I really need to offload. I'm living with my parents at the moment with my toddler. Ive never found it easy living at home but at the moment I have no choice. I find my family so impossible. My mum is like a ticking time bomb she goes off at the tiniest things. They are so disgusting in the way they live. They don't clean or tidy and live in such a tip. I used to do all the housework but I was fighting a losing battle especially as my teenage brother is so disrespectful literally he throws his litter on the floor even if there is a bin nearby. Even my Dad just chucks rubbish on the table and chucks clothes on the floor. So I have given up cleaning. I do the bare minimum that's it because I don't want to waste the precious time I have with my child.

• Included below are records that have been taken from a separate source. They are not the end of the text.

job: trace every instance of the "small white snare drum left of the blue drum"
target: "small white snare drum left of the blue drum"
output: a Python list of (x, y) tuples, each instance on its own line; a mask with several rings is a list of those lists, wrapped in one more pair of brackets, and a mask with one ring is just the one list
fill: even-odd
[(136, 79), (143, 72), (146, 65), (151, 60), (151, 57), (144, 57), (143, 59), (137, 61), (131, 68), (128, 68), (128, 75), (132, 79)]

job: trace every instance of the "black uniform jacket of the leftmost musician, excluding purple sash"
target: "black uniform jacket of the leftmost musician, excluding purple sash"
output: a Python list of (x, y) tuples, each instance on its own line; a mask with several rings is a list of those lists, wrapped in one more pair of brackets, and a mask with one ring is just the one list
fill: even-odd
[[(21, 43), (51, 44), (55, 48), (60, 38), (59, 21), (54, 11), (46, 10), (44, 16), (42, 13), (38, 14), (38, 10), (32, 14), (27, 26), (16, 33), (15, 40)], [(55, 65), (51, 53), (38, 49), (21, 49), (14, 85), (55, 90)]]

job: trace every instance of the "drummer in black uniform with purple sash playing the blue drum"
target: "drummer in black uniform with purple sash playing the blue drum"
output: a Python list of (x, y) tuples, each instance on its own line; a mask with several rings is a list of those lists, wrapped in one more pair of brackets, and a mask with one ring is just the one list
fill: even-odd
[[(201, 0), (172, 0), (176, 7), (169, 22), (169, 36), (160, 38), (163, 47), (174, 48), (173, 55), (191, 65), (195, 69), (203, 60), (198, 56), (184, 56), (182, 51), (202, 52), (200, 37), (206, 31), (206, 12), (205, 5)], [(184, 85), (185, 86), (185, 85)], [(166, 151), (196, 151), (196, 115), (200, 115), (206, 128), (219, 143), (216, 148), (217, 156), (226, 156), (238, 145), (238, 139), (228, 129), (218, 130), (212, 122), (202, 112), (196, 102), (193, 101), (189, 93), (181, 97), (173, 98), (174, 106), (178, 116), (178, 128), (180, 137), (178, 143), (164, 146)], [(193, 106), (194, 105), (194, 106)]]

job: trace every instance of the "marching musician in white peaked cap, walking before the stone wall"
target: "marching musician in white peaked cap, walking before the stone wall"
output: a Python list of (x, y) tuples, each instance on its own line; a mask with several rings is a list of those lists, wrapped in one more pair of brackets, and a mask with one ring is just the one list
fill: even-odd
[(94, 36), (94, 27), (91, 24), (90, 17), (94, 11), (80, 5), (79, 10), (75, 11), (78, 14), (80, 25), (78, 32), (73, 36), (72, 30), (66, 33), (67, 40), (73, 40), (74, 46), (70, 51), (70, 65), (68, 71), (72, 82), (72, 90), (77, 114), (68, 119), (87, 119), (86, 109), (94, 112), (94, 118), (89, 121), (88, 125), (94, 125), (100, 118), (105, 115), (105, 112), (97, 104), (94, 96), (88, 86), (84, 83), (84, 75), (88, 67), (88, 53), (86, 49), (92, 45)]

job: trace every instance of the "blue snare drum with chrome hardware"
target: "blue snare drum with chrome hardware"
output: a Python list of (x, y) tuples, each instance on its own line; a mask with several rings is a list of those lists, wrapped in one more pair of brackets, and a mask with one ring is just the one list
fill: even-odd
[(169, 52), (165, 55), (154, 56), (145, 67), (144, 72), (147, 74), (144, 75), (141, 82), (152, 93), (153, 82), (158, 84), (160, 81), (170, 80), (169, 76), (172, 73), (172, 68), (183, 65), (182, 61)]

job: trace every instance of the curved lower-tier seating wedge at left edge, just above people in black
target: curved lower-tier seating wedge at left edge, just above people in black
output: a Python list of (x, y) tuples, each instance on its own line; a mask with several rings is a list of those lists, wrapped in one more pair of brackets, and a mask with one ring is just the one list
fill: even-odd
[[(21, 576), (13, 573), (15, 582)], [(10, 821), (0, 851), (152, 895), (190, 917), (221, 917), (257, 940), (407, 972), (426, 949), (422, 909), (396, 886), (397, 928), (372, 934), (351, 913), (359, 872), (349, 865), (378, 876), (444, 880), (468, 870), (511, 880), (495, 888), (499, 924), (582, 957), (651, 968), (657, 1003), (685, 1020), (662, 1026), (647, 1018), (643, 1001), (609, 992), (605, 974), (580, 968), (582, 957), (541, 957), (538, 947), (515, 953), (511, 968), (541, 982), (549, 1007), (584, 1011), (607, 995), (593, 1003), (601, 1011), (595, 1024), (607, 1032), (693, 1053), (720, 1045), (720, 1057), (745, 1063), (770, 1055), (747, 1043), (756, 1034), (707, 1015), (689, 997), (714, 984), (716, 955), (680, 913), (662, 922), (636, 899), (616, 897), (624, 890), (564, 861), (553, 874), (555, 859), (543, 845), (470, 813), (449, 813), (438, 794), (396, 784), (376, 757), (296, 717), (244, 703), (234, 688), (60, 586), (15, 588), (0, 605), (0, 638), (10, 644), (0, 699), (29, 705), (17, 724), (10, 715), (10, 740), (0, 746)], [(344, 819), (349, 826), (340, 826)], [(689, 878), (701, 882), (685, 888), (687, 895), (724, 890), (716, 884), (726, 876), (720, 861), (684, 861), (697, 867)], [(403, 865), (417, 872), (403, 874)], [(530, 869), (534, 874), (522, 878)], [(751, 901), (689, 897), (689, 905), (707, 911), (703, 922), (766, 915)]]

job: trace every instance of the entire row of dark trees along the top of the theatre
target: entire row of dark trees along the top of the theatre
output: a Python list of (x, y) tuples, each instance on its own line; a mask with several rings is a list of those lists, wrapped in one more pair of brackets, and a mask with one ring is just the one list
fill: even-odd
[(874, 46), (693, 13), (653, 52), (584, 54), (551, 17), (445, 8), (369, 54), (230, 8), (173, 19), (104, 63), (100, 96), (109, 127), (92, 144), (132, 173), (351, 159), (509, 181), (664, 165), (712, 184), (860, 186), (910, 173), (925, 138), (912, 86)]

Today I found matches on the bathroom floor. A full packet!! My mum left a sharp kitchen knife on the coffee table. My dad left a load of glass bottles on the floor. My brother constantly leaves sharp objects on the floor. My mum leaves her cups of tea within reach and tells me not to let him near them. I mean WTF what does she want me to do keep him on a leash. That's just the tip of the iceberg. Not to mention the wierd things my Mum says to him.I cant say anything because no one wants to hear it. My Dads response is "yeah later" my brother just shrugs and my mum goes off on one. I don't know what's wrong with them. On the surface they seem to care about my son a lot. But they just don't seem to want to change their lazy lifestyle. I don't earn enough to move in by myself.
I don't know why I posted this I don't really want advice just to get this of my chest. I just want the best for my son and this isn't it. I feel like I'm letting him down but I don't know how to fix it. Anyone been in a similar situation???